Opportunity? Yes, But It's The 'S' Word
PEORIA, Ill.-This year should offer opportunities for credit unions to make money in subprime auto lending, according to Keith Reynolds.
Reynolds is the community president of $4.4-billion CEFCU's San Jose, Calif., division (the Illinois credit union giant acquired Valley CU from NCUA at end of 2008), and sits on the CUNA Lending Council's executive committee. He reminded CUs that, statistically, the country is in an environment where 25% of borrowers have credit scores under 600. "Obviously, there is some regionality as some areas are more distressed than others," he said. "Used car purchases have been down for a year or two, and Cash For Clunkers took a lot of used cars out of the market, so I believe there is pent-up demand for used cars."
This is an opportunity, he asserted, because many of the traditional subprime lenders raised capital by issuing instruments on Wall Street, but demand for those products has waned.
"It is not clear that the capital will be there to make those loans, so credit unions can step in if they have the analytics to price those loans properly," Reynolds said. "They also need the underwriters to be trained and disciplined to make the proper approvals, and the patience and persistence to collect on those loans."
There is a danger of responding to declining income from investments and a loss of fee income by making more loans without thinking through those three factors, he added, saying CUs should not wait until May when they see an opportunity. "Start thinking about those things now," he urged.
One lesson learned in the last five years, Reynolds reminded, is it is very difficult to layer risk and get away with it. He offered subprime mortgage lending as an example: borrowers had a high debt ratio, intermittent employment and little or no cash down, perhaps even a past bankruptcy.
"Auto lending is the same: if people have a high debt ratio and they haven't been on their jobs long, the credit union must be disciplined in underwriting to identify what is reasonable risk and what is unreasonable risk."
The assessment process is akin to running bathwater, Reynolds said-running just the hot water doesn't work, running just the cold water doesn't work; a balance is needed. "Credit unions must be constantly educating their underwriters as to the trends they are finding," he counseled. "It has to be an interactive process between collections and lending."
With subprime borrowers it is important to interview them to gain an understanding. Reynolds argued a FICO score is a "great tool," but it is a means to an end, not an end in itself.
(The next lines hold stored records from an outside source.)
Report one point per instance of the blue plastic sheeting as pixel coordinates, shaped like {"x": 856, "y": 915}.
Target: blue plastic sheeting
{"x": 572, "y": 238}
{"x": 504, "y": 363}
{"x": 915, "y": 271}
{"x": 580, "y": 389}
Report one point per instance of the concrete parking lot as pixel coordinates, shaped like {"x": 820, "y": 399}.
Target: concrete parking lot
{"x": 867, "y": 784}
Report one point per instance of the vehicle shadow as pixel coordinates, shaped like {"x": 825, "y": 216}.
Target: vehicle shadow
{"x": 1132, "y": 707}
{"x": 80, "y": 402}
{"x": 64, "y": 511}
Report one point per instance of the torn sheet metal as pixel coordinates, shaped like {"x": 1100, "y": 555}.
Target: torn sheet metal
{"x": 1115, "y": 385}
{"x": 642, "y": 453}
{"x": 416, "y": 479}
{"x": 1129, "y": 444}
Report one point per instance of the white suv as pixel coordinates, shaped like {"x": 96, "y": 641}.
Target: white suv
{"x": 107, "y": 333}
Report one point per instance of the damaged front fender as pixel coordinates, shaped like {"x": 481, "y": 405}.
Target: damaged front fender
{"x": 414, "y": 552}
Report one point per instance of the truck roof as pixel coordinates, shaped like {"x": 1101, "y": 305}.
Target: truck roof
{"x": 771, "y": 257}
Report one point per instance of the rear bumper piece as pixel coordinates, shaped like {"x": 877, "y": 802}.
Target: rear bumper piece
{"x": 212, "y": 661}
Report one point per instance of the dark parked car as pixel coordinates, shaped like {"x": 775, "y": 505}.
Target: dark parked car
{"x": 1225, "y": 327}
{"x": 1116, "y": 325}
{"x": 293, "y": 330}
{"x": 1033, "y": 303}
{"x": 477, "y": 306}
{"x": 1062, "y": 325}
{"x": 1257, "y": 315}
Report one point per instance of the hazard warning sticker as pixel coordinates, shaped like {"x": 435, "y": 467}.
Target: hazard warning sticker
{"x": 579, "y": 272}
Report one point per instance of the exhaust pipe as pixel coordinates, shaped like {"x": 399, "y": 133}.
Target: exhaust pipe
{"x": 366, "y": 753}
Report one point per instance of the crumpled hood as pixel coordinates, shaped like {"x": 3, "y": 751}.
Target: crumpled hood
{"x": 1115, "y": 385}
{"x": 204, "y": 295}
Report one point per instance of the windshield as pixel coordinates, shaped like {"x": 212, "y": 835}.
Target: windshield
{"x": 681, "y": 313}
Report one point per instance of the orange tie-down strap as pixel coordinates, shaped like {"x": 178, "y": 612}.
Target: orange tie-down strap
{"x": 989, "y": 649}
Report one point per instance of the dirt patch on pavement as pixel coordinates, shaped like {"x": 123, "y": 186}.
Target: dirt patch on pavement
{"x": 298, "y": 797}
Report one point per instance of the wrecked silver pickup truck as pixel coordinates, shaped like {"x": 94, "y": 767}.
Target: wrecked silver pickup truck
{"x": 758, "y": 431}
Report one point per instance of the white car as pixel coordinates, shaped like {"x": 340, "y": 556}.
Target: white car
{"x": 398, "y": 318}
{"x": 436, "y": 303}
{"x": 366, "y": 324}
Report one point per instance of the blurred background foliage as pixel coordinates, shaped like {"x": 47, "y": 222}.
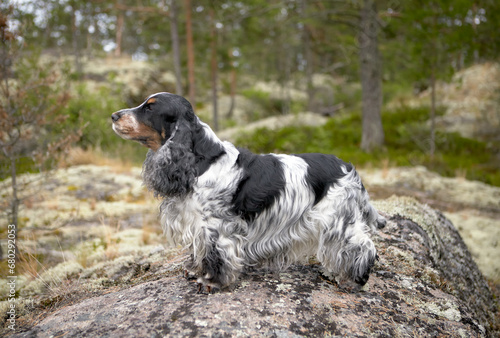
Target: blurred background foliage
{"x": 257, "y": 59}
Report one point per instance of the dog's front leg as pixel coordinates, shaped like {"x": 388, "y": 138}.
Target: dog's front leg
{"x": 222, "y": 260}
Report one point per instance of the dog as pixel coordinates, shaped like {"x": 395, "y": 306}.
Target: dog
{"x": 233, "y": 209}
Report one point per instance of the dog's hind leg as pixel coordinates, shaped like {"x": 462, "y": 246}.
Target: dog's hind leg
{"x": 347, "y": 251}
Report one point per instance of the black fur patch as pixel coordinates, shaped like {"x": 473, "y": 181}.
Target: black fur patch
{"x": 262, "y": 182}
{"x": 323, "y": 172}
{"x": 205, "y": 150}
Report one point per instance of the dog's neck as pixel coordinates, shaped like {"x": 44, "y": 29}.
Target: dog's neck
{"x": 173, "y": 169}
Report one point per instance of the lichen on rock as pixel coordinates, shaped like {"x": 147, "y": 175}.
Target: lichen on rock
{"x": 425, "y": 284}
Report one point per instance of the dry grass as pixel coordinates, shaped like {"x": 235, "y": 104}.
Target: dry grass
{"x": 95, "y": 156}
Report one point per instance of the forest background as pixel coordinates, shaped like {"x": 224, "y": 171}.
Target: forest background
{"x": 373, "y": 68}
{"x": 348, "y": 58}
{"x": 381, "y": 84}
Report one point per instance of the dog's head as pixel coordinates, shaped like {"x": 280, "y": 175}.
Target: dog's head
{"x": 182, "y": 147}
{"x": 155, "y": 121}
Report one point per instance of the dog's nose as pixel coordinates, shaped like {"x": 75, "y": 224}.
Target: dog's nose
{"x": 115, "y": 116}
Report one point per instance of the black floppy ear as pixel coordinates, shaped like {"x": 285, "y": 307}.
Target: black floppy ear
{"x": 171, "y": 170}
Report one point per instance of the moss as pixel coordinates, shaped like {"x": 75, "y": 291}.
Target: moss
{"x": 51, "y": 278}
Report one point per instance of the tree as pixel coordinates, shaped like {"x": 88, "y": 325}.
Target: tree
{"x": 190, "y": 51}
{"x": 371, "y": 78}
{"x": 174, "y": 32}
{"x": 32, "y": 99}
{"x": 437, "y": 33}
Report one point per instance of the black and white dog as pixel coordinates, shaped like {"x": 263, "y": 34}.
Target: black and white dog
{"x": 233, "y": 209}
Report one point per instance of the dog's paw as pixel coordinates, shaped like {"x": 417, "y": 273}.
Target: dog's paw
{"x": 381, "y": 222}
{"x": 189, "y": 275}
{"x": 207, "y": 288}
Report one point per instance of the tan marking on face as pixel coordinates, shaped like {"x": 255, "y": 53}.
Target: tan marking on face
{"x": 130, "y": 129}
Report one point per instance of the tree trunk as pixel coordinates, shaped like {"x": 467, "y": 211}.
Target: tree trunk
{"x": 371, "y": 78}
{"x": 308, "y": 58}
{"x": 75, "y": 37}
{"x": 232, "y": 91}
{"x": 119, "y": 31}
{"x": 14, "y": 208}
{"x": 175, "y": 48}
{"x": 433, "y": 114}
{"x": 190, "y": 51}
{"x": 213, "y": 46}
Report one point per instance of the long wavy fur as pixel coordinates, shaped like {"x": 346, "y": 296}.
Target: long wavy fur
{"x": 233, "y": 209}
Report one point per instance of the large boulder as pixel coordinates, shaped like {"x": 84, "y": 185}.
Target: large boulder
{"x": 425, "y": 284}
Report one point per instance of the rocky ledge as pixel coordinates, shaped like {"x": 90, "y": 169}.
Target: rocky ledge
{"x": 425, "y": 284}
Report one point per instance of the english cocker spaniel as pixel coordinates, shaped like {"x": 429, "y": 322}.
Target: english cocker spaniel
{"x": 233, "y": 209}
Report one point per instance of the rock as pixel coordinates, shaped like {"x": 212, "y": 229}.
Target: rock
{"x": 425, "y": 284}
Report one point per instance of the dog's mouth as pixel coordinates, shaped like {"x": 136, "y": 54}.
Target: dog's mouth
{"x": 121, "y": 131}
{"x": 144, "y": 135}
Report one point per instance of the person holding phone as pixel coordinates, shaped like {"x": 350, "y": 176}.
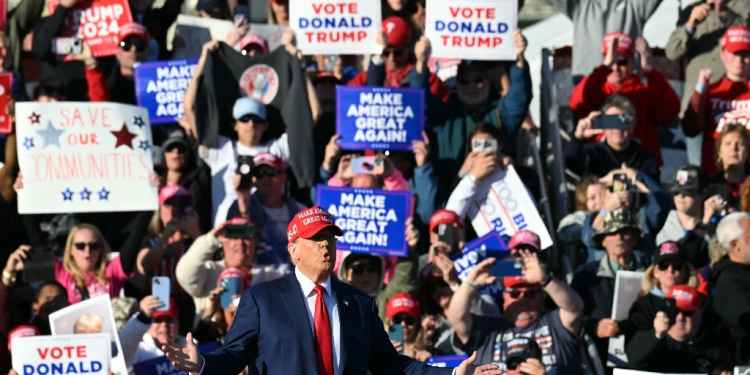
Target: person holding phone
{"x": 619, "y": 145}
{"x": 524, "y": 315}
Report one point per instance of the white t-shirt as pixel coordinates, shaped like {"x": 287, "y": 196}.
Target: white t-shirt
{"x": 223, "y": 162}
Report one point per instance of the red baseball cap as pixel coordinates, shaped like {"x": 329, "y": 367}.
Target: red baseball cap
{"x": 21, "y": 331}
{"x": 132, "y": 28}
{"x": 309, "y": 222}
{"x": 525, "y": 237}
{"x": 444, "y": 217}
{"x": 403, "y": 303}
{"x": 170, "y": 191}
{"x": 736, "y": 39}
{"x": 172, "y": 312}
{"x": 254, "y": 39}
{"x": 397, "y": 31}
{"x": 516, "y": 282}
{"x": 269, "y": 159}
{"x": 625, "y": 46}
{"x": 686, "y": 298}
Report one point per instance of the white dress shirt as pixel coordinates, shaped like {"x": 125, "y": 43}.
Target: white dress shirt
{"x": 329, "y": 296}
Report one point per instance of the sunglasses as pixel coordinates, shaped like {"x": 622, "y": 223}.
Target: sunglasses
{"x": 676, "y": 265}
{"x": 93, "y": 246}
{"x": 267, "y": 173}
{"x": 475, "y": 80}
{"x": 395, "y": 52}
{"x": 531, "y": 293}
{"x": 129, "y": 42}
{"x": 247, "y": 118}
{"x": 409, "y": 320}
{"x": 359, "y": 269}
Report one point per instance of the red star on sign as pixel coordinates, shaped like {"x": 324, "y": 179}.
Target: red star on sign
{"x": 34, "y": 118}
{"x": 124, "y": 137}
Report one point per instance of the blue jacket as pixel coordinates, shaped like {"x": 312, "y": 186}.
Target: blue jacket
{"x": 272, "y": 335}
{"x": 651, "y": 216}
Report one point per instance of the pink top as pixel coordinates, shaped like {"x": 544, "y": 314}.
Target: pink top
{"x": 116, "y": 279}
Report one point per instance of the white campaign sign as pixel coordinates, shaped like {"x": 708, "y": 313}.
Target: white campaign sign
{"x": 508, "y": 209}
{"x": 627, "y": 288}
{"x": 84, "y": 157}
{"x": 472, "y": 29}
{"x": 62, "y": 355}
{"x": 333, "y": 28}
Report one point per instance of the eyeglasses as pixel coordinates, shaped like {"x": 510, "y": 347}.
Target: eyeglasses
{"x": 129, "y": 42}
{"x": 475, "y": 80}
{"x": 93, "y": 246}
{"x": 395, "y": 52}
{"x": 359, "y": 269}
{"x": 676, "y": 265}
{"x": 409, "y": 320}
{"x": 246, "y": 118}
{"x": 529, "y": 293}
{"x": 267, "y": 173}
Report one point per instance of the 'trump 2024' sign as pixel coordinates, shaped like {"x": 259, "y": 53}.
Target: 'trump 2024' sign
{"x": 373, "y": 220}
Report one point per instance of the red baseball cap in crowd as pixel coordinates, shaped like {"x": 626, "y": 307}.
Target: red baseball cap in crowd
{"x": 403, "y": 303}
{"x": 525, "y": 237}
{"x": 444, "y": 217}
{"x": 736, "y": 39}
{"x": 626, "y": 47}
{"x": 21, "y": 331}
{"x": 397, "y": 31}
{"x": 269, "y": 159}
{"x": 309, "y": 222}
{"x": 516, "y": 282}
{"x": 132, "y": 28}
{"x": 171, "y": 313}
{"x": 254, "y": 39}
{"x": 170, "y": 191}
{"x": 686, "y": 298}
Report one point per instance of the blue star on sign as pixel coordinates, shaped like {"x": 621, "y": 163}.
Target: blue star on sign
{"x": 50, "y": 135}
{"x": 67, "y": 195}
{"x": 103, "y": 194}
{"x": 144, "y": 145}
{"x": 85, "y": 194}
{"x": 28, "y": 143}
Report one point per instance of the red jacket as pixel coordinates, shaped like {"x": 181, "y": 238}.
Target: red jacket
{"x": 400, "y": 78}
{"x": 655, "y": 104}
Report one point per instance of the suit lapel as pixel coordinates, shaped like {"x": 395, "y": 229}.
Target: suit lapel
{"x": 295, "y": 304}
{"x": 345, "y": 314}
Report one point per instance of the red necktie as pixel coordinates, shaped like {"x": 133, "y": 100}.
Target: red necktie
{"x": 323, "y": 343}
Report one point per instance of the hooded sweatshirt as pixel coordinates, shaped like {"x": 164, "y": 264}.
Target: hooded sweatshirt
{"x": 732, "y": 302}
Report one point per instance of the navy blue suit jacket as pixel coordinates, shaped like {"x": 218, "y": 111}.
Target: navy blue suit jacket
{"x": 271, "y": 334}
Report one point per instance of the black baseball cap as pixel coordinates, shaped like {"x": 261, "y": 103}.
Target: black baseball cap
{"x": 689, "y": 180}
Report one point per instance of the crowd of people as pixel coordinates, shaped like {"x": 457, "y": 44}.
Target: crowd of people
{"x": 690, "y": 237}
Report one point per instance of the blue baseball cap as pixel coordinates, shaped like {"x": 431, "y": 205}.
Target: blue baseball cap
{"x": 248, "y": 106}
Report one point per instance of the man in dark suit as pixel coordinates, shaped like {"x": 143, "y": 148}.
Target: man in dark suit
{"x": 307, "y": 322}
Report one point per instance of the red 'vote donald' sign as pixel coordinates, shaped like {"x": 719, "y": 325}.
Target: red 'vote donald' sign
{"x": 472, "y": 30}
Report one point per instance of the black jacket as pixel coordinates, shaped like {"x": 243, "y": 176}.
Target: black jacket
{"x": 732, "y": 303}
{"x": 598, "y": 159}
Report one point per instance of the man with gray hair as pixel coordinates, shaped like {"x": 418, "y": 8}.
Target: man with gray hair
{"x": 731, "y": 275}
{"x": 618, "y": 147}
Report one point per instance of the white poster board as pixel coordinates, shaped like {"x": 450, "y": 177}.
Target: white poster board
{"x": 96, "y": 316}
{"x": 627, "y": 288}
{"x": 84, "y": 157}
{"x": 67, "y": 354}
{"x": 506, "y": 209}
{"x": 472, "y": 29}
{"x": 336, "y": 28}
{"x": 192, "y": 32}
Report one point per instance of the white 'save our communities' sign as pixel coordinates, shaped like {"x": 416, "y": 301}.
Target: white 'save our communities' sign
{"x": 472, "y": 29}
{"x": 84, "y": 157}
{"x": 62, "y": 355}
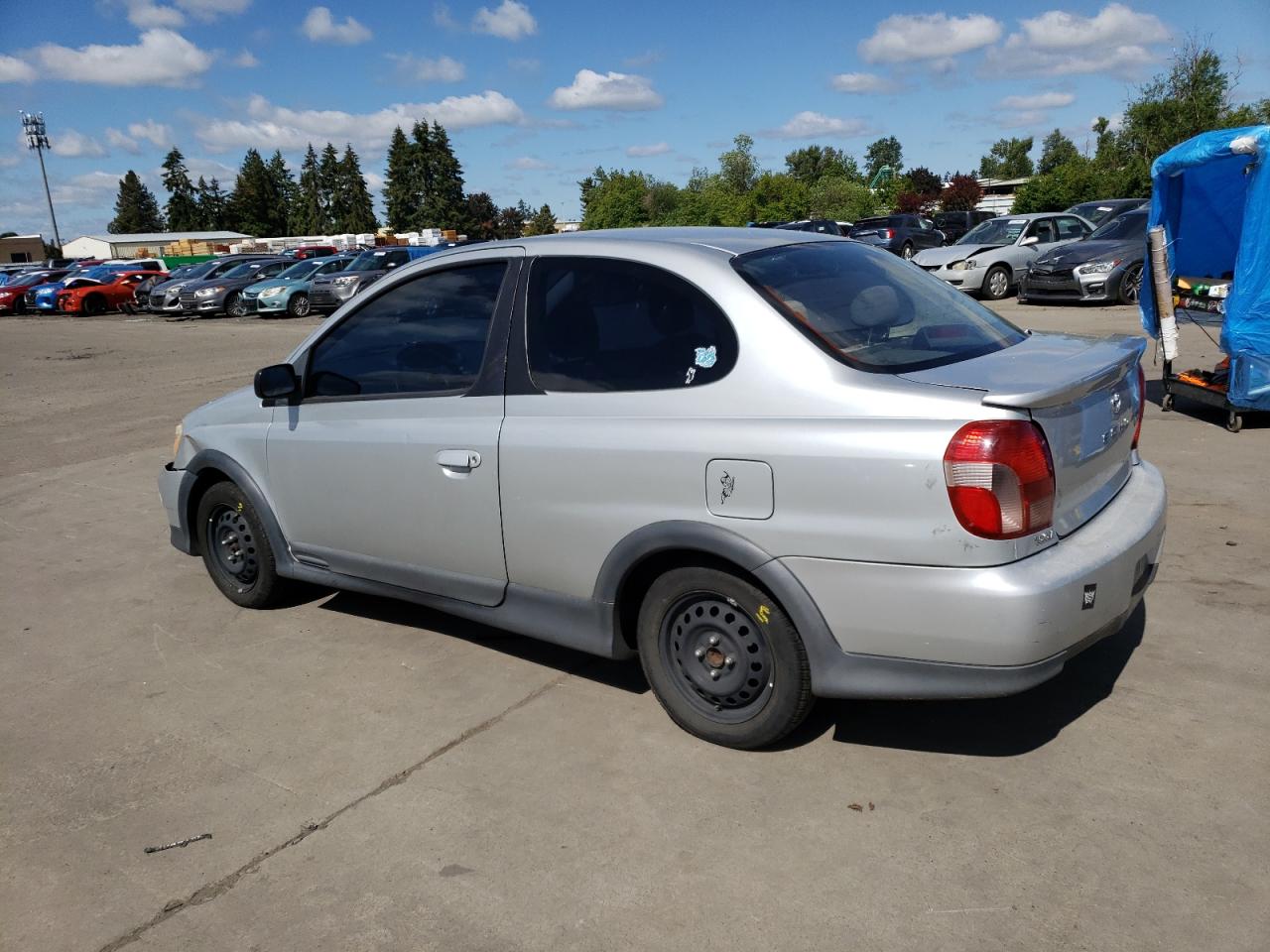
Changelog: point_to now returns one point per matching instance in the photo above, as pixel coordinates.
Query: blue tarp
(1214, 203)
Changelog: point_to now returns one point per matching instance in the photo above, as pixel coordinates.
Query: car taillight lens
(1001, 479)
(1142, 405)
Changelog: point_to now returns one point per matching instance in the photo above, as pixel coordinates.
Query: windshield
(873, 309)
(994, 231)
(1128, 227)
(302, 270)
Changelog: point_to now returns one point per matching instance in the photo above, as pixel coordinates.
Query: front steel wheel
(722, 658)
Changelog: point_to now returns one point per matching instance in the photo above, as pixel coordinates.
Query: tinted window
(423, 336)
(1128, 227)
(874, 309)
(606, 325)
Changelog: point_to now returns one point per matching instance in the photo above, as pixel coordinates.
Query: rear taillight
(1142, 405)
(1000, 477)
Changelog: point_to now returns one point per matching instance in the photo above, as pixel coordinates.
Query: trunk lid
(1083, 395)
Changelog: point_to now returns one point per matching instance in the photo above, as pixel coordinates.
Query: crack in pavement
(213, 890)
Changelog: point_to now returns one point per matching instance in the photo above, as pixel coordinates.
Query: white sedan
(992, 257)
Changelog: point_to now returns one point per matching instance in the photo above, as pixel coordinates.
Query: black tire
(236, 549)
(235, 306)
(1130, 285)
(998, 289)
(722, 658)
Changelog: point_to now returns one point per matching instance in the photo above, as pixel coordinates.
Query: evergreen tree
(480, 217)
(253, 207)
(402, 199)
(182, 209)
(308, 214)
(444, 200)
(329, 185)
(212, 206)
(285, 189)
(511, 221)
(358, 207)
(421, 176)
(543, 222)
(136, 209)
(1056, 150)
Credit unions, he said, need to do their best to avoid layering risk. "Get the story behind the borrower's credit score. There will be 580 credit scores you'll want to lend to, if you understand the risk and don't layer the risk, because those loans will be very valuable. And other lenders are not making those. But if you make a lot of loans to 580s without understanding the process, it can get a lender in trouble."